California doesn't have as extensive a historical past as the eastern US, but there are nonetheless many interesting historical sites to visit in Santa Barbara, which has preserved and cherished its Spanish and Mexican heritage. The Rafael Gonzalez House is an adobe structure that served as the residence of the alcalde of Santa Barbara in the 1820's. A giant Moreton Bay Fig tree is 80 feet tall and has one of the largest total shaded areas of any tree in North America. The Covarrubias Adobe was built in 1817, and the Hastings Adobe was built in 1854, partially from material recovered from the wreck of the S.S. Winfield Scott. Of course, the offshore Channel Islands Marine Santuary and National Park should be on a visitors list.
We weren't able to visit all of these points of interest, partly due to the fact that we had done so many years ago, but also because my 98-year-old Mother uses a cane for walking and didn't want to "slow us down". We did, however, visit the Santa Barbara Mission because it was easy to get to.
Mom and I had a little fun with the "Friars" outside the Visitors Center!

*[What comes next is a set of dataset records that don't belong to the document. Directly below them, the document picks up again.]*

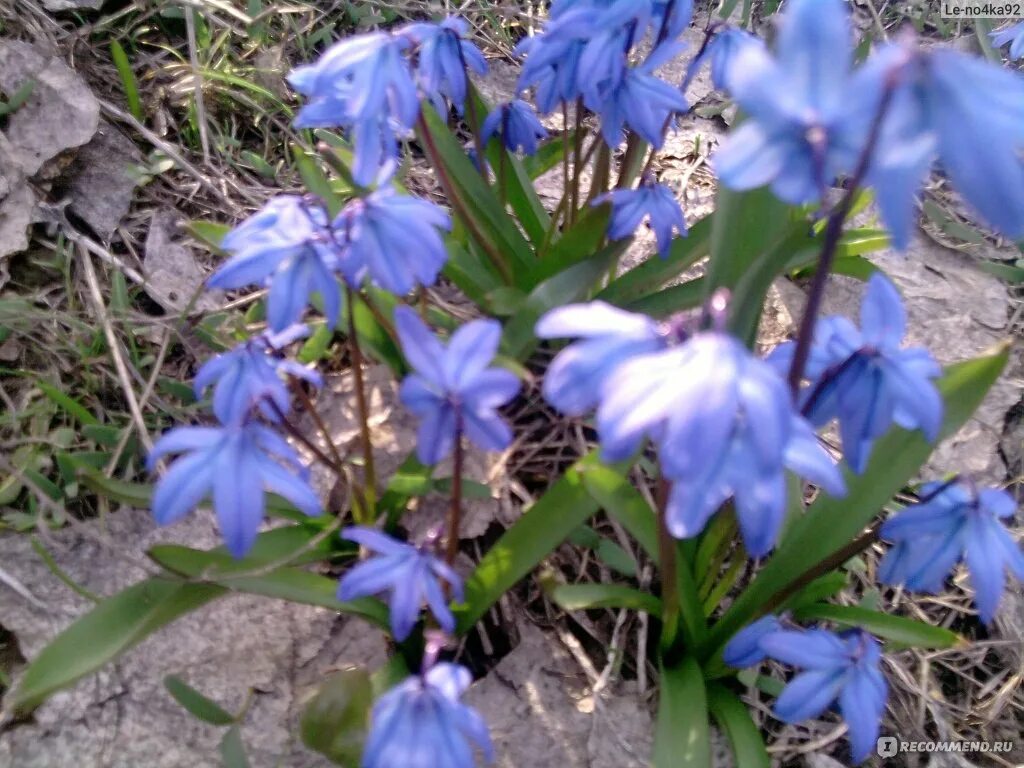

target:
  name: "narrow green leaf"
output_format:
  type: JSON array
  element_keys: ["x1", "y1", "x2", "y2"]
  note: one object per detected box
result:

The floor tiles are original to the very first Mission, almost 200 years ago! They show signs of wear and include some pebbles that were used in the clay/mud mix, but now, with modern care techniques, they are only moderately worn. Amazing.

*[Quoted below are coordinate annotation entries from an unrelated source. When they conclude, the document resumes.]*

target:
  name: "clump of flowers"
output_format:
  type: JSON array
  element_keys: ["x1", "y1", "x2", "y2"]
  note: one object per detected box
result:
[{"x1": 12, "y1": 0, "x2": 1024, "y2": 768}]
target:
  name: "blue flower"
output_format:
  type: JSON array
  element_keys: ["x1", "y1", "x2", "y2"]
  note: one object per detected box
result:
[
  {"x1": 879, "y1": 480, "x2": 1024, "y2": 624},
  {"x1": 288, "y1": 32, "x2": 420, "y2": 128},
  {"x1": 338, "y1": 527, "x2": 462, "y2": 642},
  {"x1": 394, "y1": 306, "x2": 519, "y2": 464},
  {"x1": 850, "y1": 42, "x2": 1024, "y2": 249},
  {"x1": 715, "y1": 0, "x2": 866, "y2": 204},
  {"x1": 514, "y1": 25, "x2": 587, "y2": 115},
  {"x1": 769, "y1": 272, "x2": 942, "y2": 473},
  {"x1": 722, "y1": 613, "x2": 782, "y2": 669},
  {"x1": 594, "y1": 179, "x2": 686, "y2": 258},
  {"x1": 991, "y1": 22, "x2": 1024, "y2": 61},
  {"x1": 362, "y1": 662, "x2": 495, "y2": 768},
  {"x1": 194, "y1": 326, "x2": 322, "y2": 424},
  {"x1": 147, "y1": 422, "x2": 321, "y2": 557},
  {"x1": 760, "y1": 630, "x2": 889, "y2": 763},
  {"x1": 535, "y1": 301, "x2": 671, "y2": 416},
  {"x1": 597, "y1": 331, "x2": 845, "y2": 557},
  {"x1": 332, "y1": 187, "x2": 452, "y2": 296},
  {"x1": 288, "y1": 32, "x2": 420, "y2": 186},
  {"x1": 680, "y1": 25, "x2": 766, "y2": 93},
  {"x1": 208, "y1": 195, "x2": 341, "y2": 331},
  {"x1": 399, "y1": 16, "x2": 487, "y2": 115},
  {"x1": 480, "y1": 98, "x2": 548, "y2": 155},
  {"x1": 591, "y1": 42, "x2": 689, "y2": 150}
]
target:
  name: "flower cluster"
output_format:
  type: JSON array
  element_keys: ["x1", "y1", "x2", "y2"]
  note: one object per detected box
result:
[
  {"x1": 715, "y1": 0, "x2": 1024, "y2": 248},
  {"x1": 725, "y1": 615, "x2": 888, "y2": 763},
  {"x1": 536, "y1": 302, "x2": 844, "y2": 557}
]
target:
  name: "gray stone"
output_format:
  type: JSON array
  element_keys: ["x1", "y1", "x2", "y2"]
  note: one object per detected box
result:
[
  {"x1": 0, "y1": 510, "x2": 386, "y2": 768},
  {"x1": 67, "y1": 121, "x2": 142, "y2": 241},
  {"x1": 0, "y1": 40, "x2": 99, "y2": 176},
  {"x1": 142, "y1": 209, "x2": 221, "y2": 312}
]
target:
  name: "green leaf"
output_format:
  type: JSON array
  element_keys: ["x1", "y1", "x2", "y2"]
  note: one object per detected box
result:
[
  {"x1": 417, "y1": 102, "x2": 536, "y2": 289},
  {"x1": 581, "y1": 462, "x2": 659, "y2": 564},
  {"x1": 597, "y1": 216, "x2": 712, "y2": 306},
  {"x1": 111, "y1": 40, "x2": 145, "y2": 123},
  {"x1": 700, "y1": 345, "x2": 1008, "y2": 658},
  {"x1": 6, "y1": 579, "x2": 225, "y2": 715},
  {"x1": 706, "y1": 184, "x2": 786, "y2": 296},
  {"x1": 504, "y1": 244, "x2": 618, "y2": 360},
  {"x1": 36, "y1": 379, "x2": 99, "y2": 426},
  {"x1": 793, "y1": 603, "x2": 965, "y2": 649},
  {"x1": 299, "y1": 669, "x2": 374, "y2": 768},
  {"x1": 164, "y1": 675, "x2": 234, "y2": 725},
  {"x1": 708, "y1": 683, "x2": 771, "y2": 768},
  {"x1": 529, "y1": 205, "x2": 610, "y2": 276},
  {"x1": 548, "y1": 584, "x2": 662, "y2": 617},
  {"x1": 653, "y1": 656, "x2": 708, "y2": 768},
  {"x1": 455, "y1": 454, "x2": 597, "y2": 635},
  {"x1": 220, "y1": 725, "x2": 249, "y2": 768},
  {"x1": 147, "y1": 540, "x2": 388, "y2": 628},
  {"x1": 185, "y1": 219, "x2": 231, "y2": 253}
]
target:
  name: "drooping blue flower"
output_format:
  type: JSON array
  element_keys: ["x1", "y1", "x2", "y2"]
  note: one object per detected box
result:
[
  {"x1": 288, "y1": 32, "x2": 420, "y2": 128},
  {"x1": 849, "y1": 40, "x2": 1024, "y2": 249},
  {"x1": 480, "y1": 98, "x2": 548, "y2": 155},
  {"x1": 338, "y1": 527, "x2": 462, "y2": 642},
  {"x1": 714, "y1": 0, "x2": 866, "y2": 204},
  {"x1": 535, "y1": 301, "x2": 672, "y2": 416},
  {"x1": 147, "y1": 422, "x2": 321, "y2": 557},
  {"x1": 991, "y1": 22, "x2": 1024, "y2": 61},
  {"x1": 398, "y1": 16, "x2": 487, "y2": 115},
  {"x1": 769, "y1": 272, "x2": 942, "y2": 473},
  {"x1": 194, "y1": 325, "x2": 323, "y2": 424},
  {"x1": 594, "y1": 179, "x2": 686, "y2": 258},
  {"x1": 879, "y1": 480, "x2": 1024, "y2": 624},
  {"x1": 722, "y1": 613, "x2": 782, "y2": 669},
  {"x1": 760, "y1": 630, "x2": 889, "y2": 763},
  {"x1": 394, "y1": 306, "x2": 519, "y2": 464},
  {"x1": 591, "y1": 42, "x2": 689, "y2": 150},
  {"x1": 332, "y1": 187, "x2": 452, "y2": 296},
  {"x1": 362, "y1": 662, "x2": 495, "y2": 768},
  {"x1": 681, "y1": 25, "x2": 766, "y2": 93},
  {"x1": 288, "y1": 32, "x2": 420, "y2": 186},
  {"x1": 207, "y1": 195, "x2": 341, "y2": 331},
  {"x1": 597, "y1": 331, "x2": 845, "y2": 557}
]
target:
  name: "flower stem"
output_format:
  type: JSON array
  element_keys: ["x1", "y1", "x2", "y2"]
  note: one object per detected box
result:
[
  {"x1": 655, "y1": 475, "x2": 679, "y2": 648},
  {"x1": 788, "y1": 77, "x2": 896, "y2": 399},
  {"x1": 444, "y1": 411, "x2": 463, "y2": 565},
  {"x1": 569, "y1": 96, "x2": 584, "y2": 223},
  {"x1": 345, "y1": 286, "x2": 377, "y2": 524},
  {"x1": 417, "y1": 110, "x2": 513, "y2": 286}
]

Sis, Mom, and I took a break along a path through the courtyard.
Near the front of the Mission, a bent Palm tree and a unique cactus represent Southern California!
Leaving the Mission behind, we drove a short distance to the Pacific Ocean.
Leaving SoCal, we crossed over Grapevine Pass into the Great Central Valley of California. These Golden hills comprise most of the Tejon Ranch Company. Pronounced Tey-hone, the ranch (listed on the NYSE) is based in Lebec, California. It is one of the largest private landowners in California, having been incorporated in 1936 to organize the ownership of a large tract of land that was consolidated from four Mexican land grants acquired in the 1850's and 60's by ranch founder Edward Fitzgerald Beale. The company now owns over 270,000 acres in the southern San Joaquin Valley, Tehachapi mountain range, and the adjacent Antelope Valley. It is the largest contiguous piece of private property in the state. Tejon Ranch's agricultural operation primarily grows almonds, pistachios, and wine grapes, along with some alfalfa and the occasional row crop. Cattle leases cover about 250,000 acres, and up to 12,000head of cattle can be found grazing on the ranch.
So ends another summer trip in the United States of America. We will enjoy spending a bit of time here in Northern California, with the hope of hiding the road again in January, 2019, if the Good Lord is willing and the Creeks don't Rise!
Best to all and have a Happy Thanksgiving and a Wonderful and Merry Christmas!